Selection of material is an important aspect for manufacturing industries . The quality of product is highly depends upon its material properties. These properties are used to distinguish materials from each other. For Example: A harder material is used to make tools.A ductile material is used to draw wires. So the knowledge of mechanical properties of material is desirable for any mechanical student or for any person belongs to mechanical industries. This post brings top 18 mechanical properties.
Mechanical properties of material:
There are mainly two types of materials. First one is metal and other one is non metals. Metals are classified into two types : Ferrous metals and Non-ferrous metals.
Ferrous metals mainly consist iron with comparatively small addition of other materials. It includes iron and its alloy such as cast iron, steel, HSS etc. Ferrous metals are widely used in mechanical industries for its various advantages.
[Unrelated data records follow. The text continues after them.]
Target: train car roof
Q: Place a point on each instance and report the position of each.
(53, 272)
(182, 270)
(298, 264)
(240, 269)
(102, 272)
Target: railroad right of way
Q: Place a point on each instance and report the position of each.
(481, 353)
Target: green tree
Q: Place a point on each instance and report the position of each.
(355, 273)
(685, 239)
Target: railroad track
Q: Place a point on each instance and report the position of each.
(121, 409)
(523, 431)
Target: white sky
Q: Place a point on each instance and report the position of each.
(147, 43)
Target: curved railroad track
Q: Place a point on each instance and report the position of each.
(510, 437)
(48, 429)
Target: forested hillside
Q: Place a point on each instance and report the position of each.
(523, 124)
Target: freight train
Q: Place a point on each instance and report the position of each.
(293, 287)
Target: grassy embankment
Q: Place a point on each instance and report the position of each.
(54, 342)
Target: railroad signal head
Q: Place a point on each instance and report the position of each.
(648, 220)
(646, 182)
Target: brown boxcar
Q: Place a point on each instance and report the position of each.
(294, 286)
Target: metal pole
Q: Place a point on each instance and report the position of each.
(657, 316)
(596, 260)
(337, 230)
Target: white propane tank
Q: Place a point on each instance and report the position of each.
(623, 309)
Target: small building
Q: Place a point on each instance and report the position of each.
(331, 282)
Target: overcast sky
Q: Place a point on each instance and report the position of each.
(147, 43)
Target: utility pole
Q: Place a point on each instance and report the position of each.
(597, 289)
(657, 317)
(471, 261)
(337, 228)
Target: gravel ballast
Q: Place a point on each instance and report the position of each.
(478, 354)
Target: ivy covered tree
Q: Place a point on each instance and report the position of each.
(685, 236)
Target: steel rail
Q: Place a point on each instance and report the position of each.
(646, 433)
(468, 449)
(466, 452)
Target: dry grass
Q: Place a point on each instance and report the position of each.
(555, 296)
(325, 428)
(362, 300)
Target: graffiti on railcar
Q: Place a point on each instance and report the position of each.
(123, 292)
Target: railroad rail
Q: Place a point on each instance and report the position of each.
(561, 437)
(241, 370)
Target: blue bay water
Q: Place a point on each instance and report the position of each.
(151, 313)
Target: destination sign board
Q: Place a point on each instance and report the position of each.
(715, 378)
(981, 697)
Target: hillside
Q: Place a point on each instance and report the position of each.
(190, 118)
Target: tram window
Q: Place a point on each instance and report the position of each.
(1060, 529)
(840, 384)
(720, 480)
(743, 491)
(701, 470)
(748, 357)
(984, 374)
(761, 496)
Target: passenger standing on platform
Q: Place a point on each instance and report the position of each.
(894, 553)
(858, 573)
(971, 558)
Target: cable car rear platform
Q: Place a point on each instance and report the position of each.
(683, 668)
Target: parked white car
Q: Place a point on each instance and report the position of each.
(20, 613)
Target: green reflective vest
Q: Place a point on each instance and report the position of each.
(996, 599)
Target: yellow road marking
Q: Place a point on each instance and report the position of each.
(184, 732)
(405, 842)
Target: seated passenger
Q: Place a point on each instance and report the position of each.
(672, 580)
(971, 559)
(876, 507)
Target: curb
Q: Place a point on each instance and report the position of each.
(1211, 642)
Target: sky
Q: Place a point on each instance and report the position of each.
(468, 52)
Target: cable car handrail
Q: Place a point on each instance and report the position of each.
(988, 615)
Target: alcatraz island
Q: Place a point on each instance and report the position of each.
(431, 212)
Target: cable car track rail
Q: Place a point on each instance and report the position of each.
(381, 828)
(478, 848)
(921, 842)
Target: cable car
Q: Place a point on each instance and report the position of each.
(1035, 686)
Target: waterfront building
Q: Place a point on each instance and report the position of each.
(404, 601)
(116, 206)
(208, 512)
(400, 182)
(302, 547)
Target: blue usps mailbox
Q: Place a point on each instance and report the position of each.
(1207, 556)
Nonferrous metals contain little or no iron. It includes aluminum, magnesium, copper, zinc etc.
Most Mechanical properties are associated with metals. These are
The ability of material to withstand load without failure is known as strength. If a material can bear more load, it means it has more strength. Strength of any material mainly depends on type of loading and deformation before fracture. According to loading types, strength can be classified into three types.
a. Tensile strength:
b. Compressive strength:
3. Shear strength:
According to the deformation before fracture, strength can be classified into three types.
a. Elastic strength:
b. Yield strength:
c. Ultimate strength:
If a material has same properties throughout its geometry, known as homogeneous material and the property is known as homogeneity. It is an ideal situation but practically no material is homogeneous.
A material which has same elastic properties along its all loading direction known as isotropic material.
A material which exhibits different elastic properties in different loading direction known as an-isotropic material.
If a material regain its original dimension after removal of load, it is known as elastic material and the property by virtue of which it regains its original shape is known as elasticity.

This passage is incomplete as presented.